To address critical challenges in cross-scenario hyperspectral imaging (HSI) knowledge transfer—including gradient conflict, dominant-gradient interference, and loss of target-domain feature diversity—this paper proposes a novel paradigm jointly modeling gradient consistency and prediction divergence. Methodologically, it introduces the first integration of GradVac and LogitNorm to align gradient directions and normalize logit magnitudes, respectively, while further enhancing prediction divergence via DiR regularization and multi-model ensembling. Evaluated on heterogeneous HSI scenarios, the framework achieves significant improvements in transfer performance. It demonstrates superior feature fidelity, generalization capability, and training stability—collectively establishing a robust, balanced, and scalable pathway for cross-scenario HSI knowledge transfer.

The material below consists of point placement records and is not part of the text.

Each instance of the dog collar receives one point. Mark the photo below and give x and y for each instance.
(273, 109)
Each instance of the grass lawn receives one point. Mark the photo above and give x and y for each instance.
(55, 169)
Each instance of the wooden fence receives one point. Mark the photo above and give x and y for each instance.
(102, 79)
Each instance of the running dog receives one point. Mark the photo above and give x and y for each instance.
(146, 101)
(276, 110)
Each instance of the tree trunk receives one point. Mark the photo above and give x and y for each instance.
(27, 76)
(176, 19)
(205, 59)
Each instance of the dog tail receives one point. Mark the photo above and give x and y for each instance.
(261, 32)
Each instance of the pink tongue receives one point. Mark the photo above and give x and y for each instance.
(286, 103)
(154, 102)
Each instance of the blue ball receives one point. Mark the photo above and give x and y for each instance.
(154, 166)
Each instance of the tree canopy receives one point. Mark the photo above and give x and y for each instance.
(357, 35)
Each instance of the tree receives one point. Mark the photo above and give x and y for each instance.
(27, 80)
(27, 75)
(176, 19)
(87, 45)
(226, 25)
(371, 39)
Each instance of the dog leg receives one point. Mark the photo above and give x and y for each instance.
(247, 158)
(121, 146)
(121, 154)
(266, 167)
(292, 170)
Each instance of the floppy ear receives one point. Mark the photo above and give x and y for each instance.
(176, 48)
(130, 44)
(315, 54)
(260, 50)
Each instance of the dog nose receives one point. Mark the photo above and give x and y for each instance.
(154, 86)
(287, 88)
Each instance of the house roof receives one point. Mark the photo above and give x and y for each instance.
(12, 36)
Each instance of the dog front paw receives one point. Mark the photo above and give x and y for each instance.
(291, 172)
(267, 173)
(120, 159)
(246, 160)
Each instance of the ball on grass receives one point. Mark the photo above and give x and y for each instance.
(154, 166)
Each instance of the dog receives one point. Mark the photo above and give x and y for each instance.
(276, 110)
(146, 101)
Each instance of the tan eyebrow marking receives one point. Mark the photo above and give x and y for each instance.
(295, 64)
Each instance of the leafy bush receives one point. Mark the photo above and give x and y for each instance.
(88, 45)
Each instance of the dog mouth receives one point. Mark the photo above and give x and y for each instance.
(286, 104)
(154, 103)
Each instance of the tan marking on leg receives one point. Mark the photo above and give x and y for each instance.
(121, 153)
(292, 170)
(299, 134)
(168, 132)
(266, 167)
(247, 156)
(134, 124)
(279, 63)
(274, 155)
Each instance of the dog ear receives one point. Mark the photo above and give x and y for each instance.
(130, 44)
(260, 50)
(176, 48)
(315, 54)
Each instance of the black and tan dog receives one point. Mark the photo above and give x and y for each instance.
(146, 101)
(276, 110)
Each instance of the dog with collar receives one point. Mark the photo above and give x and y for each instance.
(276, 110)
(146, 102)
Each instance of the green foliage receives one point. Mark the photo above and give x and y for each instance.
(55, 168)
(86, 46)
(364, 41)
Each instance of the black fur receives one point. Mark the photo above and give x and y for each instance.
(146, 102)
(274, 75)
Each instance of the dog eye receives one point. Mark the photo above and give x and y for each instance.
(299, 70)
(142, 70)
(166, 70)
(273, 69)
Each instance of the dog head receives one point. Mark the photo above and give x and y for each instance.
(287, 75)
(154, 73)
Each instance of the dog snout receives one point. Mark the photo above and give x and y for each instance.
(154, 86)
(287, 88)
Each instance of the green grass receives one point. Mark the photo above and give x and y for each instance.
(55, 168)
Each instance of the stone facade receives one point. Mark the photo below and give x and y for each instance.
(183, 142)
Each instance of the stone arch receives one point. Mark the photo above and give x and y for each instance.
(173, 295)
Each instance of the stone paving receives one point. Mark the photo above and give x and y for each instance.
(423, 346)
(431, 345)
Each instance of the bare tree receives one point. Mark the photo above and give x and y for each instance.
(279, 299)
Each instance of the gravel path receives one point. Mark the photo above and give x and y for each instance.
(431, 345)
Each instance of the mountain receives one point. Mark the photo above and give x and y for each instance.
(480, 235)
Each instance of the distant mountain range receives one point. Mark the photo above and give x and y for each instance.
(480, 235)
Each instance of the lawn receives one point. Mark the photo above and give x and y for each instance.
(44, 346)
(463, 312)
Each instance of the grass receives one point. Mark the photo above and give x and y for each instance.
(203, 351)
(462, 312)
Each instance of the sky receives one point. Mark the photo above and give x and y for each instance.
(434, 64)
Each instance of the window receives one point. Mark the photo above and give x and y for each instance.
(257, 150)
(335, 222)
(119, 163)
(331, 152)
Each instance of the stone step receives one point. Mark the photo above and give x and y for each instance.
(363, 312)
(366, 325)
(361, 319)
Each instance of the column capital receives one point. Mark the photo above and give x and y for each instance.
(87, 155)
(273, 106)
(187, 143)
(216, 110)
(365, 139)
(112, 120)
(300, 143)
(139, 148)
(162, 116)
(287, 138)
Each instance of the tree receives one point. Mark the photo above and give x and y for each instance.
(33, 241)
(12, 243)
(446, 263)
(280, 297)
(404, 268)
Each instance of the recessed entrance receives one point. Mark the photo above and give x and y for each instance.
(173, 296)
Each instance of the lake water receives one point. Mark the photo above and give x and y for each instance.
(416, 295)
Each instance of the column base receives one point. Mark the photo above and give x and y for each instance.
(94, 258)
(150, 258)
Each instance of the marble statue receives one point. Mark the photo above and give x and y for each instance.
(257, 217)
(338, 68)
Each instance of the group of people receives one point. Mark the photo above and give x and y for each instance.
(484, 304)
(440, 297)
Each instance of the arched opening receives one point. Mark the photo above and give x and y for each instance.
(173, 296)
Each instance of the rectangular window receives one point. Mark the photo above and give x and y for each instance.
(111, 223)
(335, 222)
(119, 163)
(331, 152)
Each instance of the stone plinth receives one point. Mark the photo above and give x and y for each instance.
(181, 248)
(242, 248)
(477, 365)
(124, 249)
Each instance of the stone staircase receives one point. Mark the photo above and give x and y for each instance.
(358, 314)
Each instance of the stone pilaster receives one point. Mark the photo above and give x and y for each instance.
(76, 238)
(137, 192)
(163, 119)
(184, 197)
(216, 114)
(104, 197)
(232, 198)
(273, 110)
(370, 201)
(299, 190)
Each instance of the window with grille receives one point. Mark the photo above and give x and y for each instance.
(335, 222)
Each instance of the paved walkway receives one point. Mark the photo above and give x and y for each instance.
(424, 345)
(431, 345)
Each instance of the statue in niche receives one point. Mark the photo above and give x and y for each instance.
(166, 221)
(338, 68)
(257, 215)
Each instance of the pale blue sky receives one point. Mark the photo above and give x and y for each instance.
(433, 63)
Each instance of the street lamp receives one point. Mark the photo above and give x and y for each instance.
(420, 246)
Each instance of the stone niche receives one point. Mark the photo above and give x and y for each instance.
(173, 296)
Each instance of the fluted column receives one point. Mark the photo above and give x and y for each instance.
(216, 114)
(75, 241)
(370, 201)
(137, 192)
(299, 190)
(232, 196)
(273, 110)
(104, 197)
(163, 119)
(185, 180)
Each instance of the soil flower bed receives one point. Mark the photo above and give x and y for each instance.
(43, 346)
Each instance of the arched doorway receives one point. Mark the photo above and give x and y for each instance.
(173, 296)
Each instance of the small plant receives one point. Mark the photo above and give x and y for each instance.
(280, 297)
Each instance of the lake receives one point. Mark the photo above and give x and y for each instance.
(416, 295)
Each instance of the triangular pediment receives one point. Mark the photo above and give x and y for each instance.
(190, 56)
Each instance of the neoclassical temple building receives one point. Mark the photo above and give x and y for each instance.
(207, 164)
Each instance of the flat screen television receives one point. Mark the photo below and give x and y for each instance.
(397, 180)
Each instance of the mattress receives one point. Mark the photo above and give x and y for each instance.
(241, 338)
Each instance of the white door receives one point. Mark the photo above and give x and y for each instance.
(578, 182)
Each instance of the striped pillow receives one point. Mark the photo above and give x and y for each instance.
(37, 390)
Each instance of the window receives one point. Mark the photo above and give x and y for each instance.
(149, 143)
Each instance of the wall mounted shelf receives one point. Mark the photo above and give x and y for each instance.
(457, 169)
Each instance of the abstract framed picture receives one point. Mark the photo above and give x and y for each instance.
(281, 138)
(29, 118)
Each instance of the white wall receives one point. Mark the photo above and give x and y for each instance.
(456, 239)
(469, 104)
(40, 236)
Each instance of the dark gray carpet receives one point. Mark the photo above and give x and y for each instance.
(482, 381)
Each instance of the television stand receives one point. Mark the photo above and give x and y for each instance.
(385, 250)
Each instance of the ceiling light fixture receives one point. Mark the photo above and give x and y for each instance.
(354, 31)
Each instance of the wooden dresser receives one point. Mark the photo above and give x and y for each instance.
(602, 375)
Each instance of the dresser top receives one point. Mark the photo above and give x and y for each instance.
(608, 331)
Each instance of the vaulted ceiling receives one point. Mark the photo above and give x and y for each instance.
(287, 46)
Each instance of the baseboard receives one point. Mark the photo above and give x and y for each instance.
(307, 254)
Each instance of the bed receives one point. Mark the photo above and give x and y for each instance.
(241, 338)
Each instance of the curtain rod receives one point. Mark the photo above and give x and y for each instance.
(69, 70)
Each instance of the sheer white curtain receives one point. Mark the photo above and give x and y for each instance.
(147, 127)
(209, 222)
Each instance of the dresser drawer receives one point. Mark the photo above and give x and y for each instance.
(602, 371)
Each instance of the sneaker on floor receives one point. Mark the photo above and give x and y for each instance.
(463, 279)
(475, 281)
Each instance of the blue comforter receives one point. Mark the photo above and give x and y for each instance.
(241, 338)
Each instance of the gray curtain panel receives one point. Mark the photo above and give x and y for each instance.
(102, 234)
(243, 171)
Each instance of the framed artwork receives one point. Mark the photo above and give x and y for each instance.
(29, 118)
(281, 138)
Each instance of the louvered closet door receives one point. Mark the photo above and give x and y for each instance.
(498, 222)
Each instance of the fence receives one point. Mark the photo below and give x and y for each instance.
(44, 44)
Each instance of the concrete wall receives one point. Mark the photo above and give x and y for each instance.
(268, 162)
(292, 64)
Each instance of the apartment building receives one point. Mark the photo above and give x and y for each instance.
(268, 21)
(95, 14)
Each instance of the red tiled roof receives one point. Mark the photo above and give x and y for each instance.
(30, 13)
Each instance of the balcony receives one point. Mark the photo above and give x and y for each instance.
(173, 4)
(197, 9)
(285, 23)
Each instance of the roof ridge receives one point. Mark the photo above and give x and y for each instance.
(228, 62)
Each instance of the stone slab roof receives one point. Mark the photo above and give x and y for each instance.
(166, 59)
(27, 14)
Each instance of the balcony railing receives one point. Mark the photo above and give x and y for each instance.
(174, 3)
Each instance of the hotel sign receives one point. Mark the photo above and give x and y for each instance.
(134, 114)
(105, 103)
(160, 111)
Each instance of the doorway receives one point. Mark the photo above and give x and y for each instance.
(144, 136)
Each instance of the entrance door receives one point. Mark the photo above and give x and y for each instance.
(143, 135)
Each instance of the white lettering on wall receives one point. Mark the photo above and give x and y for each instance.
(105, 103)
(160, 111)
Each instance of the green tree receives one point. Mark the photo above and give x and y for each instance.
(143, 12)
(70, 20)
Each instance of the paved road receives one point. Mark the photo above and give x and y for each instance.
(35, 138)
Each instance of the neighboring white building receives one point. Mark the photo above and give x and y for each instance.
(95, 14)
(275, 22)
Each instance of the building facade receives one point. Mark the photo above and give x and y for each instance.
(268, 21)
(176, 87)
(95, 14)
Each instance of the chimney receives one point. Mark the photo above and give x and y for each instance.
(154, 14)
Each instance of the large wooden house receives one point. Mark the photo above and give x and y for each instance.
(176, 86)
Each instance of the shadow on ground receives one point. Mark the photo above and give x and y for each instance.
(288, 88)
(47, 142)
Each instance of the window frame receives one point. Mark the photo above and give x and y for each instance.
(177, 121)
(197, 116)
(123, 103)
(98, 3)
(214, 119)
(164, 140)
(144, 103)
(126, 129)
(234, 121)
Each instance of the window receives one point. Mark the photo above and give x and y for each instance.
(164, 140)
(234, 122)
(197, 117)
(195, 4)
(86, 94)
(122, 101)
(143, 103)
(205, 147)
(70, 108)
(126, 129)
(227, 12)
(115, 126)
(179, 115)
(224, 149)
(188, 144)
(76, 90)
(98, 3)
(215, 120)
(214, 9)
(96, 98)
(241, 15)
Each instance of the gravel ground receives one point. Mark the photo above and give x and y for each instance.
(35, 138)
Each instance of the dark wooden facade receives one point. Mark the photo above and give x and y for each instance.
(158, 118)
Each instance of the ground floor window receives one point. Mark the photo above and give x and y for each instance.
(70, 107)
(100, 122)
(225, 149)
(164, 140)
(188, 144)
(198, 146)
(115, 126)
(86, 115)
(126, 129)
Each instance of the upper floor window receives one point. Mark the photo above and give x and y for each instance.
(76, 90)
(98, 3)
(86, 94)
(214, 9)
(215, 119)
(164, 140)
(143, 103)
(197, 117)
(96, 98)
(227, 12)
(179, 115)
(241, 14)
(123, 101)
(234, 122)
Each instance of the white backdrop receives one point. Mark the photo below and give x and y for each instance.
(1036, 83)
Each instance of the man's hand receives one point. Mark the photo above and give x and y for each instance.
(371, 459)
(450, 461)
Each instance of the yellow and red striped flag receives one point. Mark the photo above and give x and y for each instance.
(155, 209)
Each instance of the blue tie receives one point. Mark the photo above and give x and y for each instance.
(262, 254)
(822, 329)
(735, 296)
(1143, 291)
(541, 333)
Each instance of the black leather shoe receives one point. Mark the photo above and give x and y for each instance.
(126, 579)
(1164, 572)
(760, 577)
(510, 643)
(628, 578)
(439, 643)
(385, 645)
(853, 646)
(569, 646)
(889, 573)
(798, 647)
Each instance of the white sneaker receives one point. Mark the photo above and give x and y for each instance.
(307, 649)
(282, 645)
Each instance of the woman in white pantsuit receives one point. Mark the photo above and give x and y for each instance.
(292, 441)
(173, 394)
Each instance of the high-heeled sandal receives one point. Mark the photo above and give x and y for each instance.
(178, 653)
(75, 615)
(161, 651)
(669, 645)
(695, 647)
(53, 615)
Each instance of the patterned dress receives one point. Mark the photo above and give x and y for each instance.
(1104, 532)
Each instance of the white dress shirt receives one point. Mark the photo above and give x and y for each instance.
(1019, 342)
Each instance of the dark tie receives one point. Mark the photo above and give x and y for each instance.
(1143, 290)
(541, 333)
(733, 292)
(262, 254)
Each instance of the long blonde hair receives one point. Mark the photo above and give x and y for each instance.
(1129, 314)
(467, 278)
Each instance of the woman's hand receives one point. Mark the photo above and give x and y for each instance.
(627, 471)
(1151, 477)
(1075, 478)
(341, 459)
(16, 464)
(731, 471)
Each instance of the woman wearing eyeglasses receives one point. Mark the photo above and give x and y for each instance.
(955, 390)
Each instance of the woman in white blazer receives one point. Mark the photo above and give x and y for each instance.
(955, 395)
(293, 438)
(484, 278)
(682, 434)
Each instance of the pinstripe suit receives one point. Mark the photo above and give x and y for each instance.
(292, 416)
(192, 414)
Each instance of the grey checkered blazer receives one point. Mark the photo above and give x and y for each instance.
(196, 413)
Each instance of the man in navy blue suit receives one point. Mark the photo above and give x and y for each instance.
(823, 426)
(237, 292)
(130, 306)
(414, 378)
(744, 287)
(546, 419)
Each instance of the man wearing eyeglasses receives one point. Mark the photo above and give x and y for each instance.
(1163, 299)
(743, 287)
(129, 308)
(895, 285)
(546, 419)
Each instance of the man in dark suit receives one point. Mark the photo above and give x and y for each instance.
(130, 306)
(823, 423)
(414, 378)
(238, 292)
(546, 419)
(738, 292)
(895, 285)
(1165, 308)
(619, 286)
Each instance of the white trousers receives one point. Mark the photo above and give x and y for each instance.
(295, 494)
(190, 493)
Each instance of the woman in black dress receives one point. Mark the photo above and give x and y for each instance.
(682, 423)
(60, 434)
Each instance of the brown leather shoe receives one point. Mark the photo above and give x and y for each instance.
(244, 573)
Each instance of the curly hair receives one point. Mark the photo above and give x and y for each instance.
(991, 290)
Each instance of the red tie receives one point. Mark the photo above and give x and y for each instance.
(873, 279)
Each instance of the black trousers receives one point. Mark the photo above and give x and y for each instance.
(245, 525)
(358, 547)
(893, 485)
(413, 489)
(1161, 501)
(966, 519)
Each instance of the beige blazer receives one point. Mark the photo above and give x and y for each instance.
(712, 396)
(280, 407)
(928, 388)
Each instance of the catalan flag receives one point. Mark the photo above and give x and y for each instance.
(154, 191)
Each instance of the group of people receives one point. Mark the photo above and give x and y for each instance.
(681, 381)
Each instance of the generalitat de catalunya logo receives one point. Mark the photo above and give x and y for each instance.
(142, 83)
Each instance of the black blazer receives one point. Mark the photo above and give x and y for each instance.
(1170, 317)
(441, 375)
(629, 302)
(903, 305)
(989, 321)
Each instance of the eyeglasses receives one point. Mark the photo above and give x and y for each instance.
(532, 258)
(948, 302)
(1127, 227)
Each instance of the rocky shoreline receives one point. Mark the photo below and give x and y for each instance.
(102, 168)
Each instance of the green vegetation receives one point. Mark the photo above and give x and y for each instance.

Knowledge transfer plays a crucial role in cross-scene hyperspectral imaging (HSI). However, existing studies often overlook the challenges of gradient conflicts and dominant gradients that arise during the optimization of shared parameters. Moreover, many current approaches fail to simultaneously capture both agreement and disagreement information, relying only on a limited shared subset of target features and consequently missing the rich, diverse patterns present in the target scene. To address these issues, we propose an Agreement Disagreement Guided Knowledge Transfer (ADGKT) framework that integrates both mechanisms to enhance cross-scene transfer. The agreement component includes GradVac, which aligns gradient directions to mitigate conflicts between source and target domains, and LogitNorm, which regulates logit magnitudes to prevent domination by a single gradient source. The disagreement component consists of a Disagreement Restriction (DiR) and an ensemble strategy, which capture diverse predictive target features and mitigate the loss of critical target information. Extensive experiments demonstrate the effectiveness and superiority of the proposed method in achieving robust and balanced knowledge transfer across heterogeneous HSI scenes.